Lenders are looking at their financial bottom line. Foreclosure is an expensive process, and often it makes more sense monetarily for the lender to accept a short sale than to foreclose.
The key to a loan modification is striking a balance between your income and expenses. Borrower must demonstrate that he or she cannot afford the current loan terms, but is otherwise a qualified borrower for other loan terms. In essence, you must show that even though you can’t afford your current payment, you are still financially able to afford a substantial payment.
Being a borrower in the position of trying to convince the bank that you cannot afford one particular payment, but that you can afford another, is a bit of a catch-22 situation. Having an attorney speak with the lender on your behalf may make striking this balance easier to achieve.
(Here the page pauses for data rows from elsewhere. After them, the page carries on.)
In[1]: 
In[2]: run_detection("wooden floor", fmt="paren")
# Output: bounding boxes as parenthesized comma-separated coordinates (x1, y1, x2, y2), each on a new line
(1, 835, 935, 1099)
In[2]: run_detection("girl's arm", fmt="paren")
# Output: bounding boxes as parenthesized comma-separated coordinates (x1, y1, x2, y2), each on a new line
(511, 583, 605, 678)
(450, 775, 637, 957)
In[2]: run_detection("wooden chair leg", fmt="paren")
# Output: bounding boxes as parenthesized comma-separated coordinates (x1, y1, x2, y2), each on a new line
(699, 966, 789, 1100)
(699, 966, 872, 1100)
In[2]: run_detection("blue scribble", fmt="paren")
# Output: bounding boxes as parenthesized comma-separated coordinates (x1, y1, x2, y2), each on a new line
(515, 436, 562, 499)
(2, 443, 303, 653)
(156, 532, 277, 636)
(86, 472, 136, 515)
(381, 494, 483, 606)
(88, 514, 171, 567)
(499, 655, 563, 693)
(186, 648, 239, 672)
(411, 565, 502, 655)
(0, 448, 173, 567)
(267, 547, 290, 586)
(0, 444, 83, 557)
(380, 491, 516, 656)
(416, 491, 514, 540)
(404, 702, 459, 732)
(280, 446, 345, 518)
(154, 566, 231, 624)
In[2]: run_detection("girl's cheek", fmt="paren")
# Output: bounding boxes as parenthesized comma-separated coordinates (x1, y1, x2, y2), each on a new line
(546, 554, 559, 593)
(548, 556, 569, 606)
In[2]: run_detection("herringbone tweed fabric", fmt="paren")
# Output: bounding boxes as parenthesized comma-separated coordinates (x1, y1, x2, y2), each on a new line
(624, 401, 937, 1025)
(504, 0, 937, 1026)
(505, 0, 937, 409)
A mortgage may be modified to:
1. Reduce or change an interest rate
2. Reduce principal
3. Increase loan repayment term
4. Reduce penalties and late fees
Government program: HAMP
Home Affordable Modification Program (HAMP) is intended to help homeowners at risk of foreclosure by having lenders lower borrowers’ monthly mortgage payments. The HAMP Program is part of the Making Home Affordable Program which was created by the Financial Stability Act of 2009. HAMP creates standard loan modification guidelines for lenders to take into consideration when evaluating a borrower for a potential loan modification.